I need a refill on my medication, what do I do?
If you have been seen by me within the year, I can call in a refill. If it has been over a year since your last appointment I will need to see you before I can renew your prescription. The one exception to this is if you are running out of birth control pills. generally I can call in a refill until you get in for your annual.
DO NOT ask the pharmacy to contact me. This will not work.
Email generally is the easiest way to contact me. If you do email me, for quickest results, include your full name, date of birth, prescription details and the specific pharmacy. My office is open Monday to Thursdays 9-5 and I answer emails and phone messages during these times only. On other days/times, if it is an emergency, call the office for instructions.
Is it possible to contact you outside of office visits?
My practice is small and personal. While I often can not answer my phone, I do return messages promptly.
You can contact me via email firstname.lastname@example.org, perhaps the best way to correspond with me.
Phone and emails left during regular business hours (9-5 M-Th) I aspire to answer on the same day.
I do have an after hours number for established patients with an urgent problem that can not wait. This number can be found on my outgoing phone message. When I am on vacation, I have coverage with another provider. Of course, if at any time you are having a medical emergency, please go directly to an emergency department in a hospital.
What is your attitude towards LGBTQA individuals or non traditional heterosexual persons?

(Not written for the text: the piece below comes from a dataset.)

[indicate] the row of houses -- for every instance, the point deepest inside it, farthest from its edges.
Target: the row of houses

I welcome all persons in need of healthcare related to their biologically female anatomy and physiology. I am fully respectful of, and honor all people’s choices in terms of gender identification, partner preferences and sexual practices –among consenting adults or consenting youths of similar ages.

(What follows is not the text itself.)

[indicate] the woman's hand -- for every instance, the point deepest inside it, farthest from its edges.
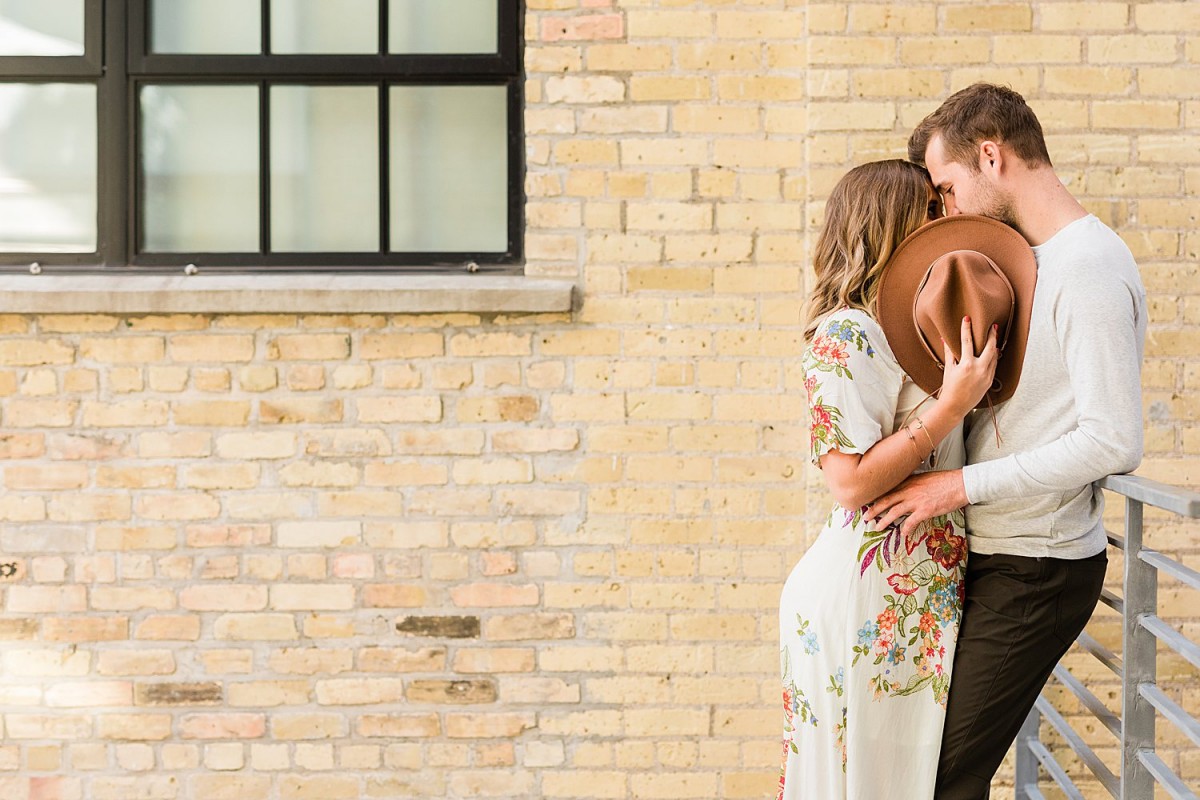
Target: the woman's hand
(966, 380)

Do I need an “Annual Exam” if I am not due for a Pap test?
Yes, it is a good idea, and insurance generally covers them at 100%
You need a pap test every 3-5 years, unless you have had problems in the past. However, the annual exam is much more than just the pap test. It includes an overall health review, evaluation, and physical exam. Together we can see what you can do to treat issues of concern to you, improve your overall health as well as prevent problems that may be coming down the road.
Can you refer me for a mammogram, and what do you think about them?
Yes, I can refer you. Please read my blog on this topic, it is a rather long story.
Do you prescribe bio-identical hormones? What are they anyway? Are they safer than synthetic hormones?
Yes I do prescribe them.
They are hormones that are chemically identical to what a women’s body produces. Synthetic hormones such as premarin and provera are biologically similar to estrogen and progesterone, but chemically they are different forms of what our bodies produce.
Are they safer? There is not any evidence to show that estradiol is safer than synthetic estrogens. There is some and growing evidence to support progesterone as a safer choice over synthetic progestins. And in my experience, the bio-identical forms of both work better and have less negative side effects than the synthetic forms.
Estrogen exposure in the post menopausal woman does increase occurrence of breast cancer and blood clots which can lead to stokes and/or heart attacks. The incidences are not huge, but they are there. They are dose and duration related. We know that women who have earlier menarche and late menopause have higher incidence of breast cancer—and you can not get more bio-identical then your own estrogen. Similarly overweight women have higher estrogen levels due to the storage of estrogen in fat cells (adipose tissue). They also tend to higher rates of breast cancer. So is it reasonable to take hormone replacement? That depends on how you are being affected by this time of life. Again this I discuss individually with every patient.